Las palabras de su tía habían chocado de lleno en su pecho. No necesitaba que le dijera eso, él sabía cuál era su rol. Había aprendido a respetar y amar a sus padres. Transitó años de terapia para aceptar su realidad. Años de entrar destrozado, enojado, triste o alegre, con la cabeza cargada de preguntas sobre la vida, la familia.  Atravesada el tiempo que duraba la sesión hablando de sí. Valerio, su sicólogo, lo escuchaba y cada tanto tomada una libreta del escritorio y anotaba algo que él nunca le pregunto qué, pero suponía que serían palabras claves que lo pintaban de cuerpo entero o que significaban algo que deberían seguir trabajando en la terapia. La expresión del profesional parecía no variar aunque le contara que había pasada el más vergonzoso de sus días o que se había divertido leyendo a Fontanarrosa y le contara lo que más le había causado gracia.

 

Esa mujer, su tía, no tenía derecho a decirle cuál debía ser su misión cuando murió la anciana. Había asumido ese cuidado  hacía varios años, cuando pudo vencer en la terapia con Valerio el miedo  que le cortaba la respiración, al admitir, aceptar y permitirse amar a su mamá y a su papá, tal  como eran.

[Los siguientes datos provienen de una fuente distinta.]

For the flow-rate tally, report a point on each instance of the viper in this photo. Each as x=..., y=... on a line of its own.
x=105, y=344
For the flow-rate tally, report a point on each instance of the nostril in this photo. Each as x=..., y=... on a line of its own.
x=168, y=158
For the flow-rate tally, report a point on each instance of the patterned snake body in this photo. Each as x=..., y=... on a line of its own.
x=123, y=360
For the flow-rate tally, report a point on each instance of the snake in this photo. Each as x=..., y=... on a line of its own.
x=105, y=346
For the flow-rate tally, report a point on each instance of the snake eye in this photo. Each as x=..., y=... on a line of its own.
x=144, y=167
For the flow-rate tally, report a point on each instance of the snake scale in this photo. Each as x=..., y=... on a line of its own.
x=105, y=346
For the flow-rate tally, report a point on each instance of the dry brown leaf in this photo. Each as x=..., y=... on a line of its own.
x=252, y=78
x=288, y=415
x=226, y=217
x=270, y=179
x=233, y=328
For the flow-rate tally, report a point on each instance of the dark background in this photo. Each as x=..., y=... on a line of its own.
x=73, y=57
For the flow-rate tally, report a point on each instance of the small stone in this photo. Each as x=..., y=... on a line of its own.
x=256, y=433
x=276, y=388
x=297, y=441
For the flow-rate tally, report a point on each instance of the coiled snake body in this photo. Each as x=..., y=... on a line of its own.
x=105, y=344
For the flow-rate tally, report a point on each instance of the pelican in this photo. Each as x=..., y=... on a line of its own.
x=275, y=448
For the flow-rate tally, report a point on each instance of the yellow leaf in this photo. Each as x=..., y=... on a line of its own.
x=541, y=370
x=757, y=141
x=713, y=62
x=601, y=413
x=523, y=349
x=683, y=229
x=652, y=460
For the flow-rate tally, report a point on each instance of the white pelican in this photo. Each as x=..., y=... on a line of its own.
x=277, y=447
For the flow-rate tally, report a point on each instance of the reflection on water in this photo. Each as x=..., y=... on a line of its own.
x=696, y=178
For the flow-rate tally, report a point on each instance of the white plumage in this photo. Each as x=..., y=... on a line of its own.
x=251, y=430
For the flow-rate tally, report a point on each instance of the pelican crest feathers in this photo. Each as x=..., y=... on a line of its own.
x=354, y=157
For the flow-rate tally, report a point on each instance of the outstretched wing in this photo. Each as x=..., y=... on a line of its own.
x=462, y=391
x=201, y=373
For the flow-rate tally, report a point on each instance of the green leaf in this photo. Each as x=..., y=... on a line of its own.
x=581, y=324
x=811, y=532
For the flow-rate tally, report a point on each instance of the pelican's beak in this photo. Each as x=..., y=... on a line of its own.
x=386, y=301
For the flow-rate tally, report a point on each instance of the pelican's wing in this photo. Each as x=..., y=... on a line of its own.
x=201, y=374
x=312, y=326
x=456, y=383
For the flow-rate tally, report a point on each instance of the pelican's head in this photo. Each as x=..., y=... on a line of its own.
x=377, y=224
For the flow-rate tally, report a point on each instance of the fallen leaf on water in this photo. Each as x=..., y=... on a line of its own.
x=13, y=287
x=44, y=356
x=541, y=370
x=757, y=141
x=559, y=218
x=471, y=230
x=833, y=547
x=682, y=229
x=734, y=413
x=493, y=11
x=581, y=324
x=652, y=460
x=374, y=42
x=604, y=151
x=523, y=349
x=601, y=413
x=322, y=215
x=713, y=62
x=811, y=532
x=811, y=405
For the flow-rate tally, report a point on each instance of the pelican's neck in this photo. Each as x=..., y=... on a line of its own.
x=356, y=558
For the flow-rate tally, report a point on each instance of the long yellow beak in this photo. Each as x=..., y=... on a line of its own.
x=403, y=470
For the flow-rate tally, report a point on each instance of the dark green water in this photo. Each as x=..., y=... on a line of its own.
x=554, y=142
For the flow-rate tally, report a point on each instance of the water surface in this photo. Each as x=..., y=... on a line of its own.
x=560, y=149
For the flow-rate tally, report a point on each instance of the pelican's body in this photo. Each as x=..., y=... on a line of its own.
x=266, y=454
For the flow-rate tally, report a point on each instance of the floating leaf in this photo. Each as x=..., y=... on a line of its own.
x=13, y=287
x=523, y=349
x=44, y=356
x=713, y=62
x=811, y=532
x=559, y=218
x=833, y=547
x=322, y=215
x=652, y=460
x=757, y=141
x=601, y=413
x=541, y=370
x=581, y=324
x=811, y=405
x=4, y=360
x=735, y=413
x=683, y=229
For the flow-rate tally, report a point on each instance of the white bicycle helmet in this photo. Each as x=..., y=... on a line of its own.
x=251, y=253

Dos años antes, para la ceremonia en que iba a recibir el título de médico, Martín  pidió a sus padres que lo acompañaran. Ambos faltaron con aviso a la cafetería. Llegaron apurados al salón de actos porque su mamá se había retrasado en la peluquería. Silvita, la joven enamorada y amada lo estaba esperando. Cuando divisó la cabeza de Martín por encima de los presentes fue a su encuentro y quedó petrificada al ver que los padres de él tenían el síndrome de down.